Other options for consumers
But cybersecurity expert Apolonio Garcia says while credit monitoring may be better than nothing, a better way to protect yourself is with a paid service like Lifelock, or several others offered by competing companies.
"Lifelock and similar companies have plans from $10 all the way up to $50 a month," he said.
(Lifelock, a few years back, had its own share of controversy, but is now part of the Symantec security network)
But Garcia, of Healthguard IT Security, says there's a less expensive option that can work just as well: freeze your credit, which locks it like a bank vault.
"You can apply for credit freeze on your credit account, through TransUnion, Experian and others," Garcia said. "That is the most secure option of all, as no one can access your information until you manually unfreeze it."
How to freeze your credit
To initiate a freeze:
- Go the 3 credit bureau websites: Equifax , Experian, and TransUnion.
- Look for the "freeze" tab (it may be tricky to find at first).
- You need a separate freeze at each bureau.
- You'll pay a one-time fee of $5 to $10 at each, though it's free in some states, and free for confirmed victims of identity theft.
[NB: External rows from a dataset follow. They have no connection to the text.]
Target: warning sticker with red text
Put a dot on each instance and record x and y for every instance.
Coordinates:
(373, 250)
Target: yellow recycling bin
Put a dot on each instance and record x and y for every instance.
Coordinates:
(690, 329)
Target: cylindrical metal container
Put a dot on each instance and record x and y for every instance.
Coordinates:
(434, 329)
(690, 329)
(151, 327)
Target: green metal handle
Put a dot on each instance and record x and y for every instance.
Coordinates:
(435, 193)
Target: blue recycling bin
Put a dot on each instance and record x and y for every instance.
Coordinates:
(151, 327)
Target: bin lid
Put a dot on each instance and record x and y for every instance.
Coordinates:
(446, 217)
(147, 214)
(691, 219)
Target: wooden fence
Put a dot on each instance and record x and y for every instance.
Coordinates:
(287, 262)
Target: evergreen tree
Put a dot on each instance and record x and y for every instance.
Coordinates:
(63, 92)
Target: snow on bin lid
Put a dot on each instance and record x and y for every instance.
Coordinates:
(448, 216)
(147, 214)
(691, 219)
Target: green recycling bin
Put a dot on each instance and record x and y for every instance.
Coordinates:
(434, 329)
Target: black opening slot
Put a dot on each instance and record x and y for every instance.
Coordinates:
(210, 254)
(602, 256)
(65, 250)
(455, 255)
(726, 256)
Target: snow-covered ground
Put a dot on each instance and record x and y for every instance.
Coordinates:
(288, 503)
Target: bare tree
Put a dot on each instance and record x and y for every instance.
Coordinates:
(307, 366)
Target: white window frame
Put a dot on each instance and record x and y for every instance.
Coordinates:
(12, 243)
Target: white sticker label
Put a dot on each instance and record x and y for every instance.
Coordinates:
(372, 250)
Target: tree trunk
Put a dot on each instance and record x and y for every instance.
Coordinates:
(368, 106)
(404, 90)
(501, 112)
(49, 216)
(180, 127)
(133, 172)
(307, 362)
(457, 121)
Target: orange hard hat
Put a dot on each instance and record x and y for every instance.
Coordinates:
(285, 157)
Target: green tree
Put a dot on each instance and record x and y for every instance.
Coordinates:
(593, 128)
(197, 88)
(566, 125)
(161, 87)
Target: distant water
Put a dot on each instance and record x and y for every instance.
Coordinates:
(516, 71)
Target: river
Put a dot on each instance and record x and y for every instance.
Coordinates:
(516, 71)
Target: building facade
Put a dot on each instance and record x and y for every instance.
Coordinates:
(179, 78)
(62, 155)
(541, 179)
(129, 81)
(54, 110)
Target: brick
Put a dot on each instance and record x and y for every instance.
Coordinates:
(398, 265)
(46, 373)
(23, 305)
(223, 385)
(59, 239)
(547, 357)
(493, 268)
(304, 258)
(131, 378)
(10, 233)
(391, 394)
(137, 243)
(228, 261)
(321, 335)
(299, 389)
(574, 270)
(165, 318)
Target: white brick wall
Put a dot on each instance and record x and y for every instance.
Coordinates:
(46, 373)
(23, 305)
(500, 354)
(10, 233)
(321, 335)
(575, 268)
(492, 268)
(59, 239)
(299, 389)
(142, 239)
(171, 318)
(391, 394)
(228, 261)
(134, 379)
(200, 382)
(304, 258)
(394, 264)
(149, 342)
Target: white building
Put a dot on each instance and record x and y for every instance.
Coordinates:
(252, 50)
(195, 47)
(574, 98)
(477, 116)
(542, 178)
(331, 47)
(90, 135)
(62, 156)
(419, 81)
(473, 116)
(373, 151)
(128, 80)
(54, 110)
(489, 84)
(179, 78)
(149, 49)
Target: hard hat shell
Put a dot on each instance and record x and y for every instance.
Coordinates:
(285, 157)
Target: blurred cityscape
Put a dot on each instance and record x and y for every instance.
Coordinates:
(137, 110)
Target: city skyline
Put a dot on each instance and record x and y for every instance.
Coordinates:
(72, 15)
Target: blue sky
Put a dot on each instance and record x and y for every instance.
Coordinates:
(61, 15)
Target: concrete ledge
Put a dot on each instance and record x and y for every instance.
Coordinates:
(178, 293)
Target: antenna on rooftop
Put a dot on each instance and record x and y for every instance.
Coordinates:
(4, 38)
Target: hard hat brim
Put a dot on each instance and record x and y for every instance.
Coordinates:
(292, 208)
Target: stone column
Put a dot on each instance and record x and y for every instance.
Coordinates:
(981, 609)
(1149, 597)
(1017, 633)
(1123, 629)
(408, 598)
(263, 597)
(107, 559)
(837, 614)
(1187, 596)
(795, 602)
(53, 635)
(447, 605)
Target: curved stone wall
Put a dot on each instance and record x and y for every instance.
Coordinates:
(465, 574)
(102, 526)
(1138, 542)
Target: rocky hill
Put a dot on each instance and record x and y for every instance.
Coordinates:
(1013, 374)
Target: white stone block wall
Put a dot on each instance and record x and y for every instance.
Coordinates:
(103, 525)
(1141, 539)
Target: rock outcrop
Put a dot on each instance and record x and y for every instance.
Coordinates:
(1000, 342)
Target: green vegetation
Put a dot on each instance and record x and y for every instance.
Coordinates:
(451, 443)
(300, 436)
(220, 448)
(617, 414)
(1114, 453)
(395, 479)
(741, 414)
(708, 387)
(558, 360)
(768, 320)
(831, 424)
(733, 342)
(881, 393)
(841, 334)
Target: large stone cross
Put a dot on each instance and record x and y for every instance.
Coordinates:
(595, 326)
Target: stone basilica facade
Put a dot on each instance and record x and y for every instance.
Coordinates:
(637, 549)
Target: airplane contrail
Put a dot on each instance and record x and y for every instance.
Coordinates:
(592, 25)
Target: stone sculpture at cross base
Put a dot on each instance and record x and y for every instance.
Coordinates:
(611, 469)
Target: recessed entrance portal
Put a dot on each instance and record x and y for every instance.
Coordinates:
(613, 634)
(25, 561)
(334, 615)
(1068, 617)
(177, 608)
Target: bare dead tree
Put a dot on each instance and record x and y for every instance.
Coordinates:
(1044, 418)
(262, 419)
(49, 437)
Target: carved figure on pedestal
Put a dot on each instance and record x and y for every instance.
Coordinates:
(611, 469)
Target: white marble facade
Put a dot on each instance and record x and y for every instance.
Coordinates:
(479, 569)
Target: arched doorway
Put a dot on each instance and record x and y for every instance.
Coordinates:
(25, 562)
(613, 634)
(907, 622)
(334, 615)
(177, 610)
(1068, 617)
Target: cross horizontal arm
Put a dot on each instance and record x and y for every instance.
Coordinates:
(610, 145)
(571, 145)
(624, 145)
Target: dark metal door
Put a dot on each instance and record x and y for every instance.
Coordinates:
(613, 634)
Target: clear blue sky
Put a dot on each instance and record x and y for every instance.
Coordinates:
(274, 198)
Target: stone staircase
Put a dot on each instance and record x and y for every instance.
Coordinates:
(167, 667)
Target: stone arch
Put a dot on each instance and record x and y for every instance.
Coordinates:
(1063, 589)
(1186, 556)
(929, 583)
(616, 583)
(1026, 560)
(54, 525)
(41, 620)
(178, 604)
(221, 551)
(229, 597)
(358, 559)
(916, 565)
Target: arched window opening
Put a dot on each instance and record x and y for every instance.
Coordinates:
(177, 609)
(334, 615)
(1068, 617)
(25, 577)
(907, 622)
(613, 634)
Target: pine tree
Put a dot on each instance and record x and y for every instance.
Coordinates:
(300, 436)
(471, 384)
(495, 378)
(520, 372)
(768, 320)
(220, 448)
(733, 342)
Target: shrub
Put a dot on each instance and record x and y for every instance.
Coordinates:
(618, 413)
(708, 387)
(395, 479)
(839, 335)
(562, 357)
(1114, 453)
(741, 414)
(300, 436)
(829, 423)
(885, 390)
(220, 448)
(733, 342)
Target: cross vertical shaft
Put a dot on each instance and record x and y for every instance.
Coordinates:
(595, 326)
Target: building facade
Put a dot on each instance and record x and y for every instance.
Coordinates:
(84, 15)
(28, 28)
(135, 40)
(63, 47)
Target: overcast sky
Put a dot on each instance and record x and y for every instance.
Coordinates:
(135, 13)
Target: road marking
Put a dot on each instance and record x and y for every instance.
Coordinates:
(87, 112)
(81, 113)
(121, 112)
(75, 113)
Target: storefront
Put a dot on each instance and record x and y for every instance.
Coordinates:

- Beware offers to "lock" your credit. That is not the same thing as a freeze, and it may include a monthly fee.
The downside is you will have to unlock your freeze with a password anytime you want to buy a car, a home equity loan, or new cell phone account.
Read more at the FTC's website.
If you don't want to go that far, Garcia says, you can apply for a "fraud alert," which alerts you to any requests for credit checks or new accounts.
Equifax is not commenting on any of the lawsuits over the data breach, but does say it is not profiteering on the episode.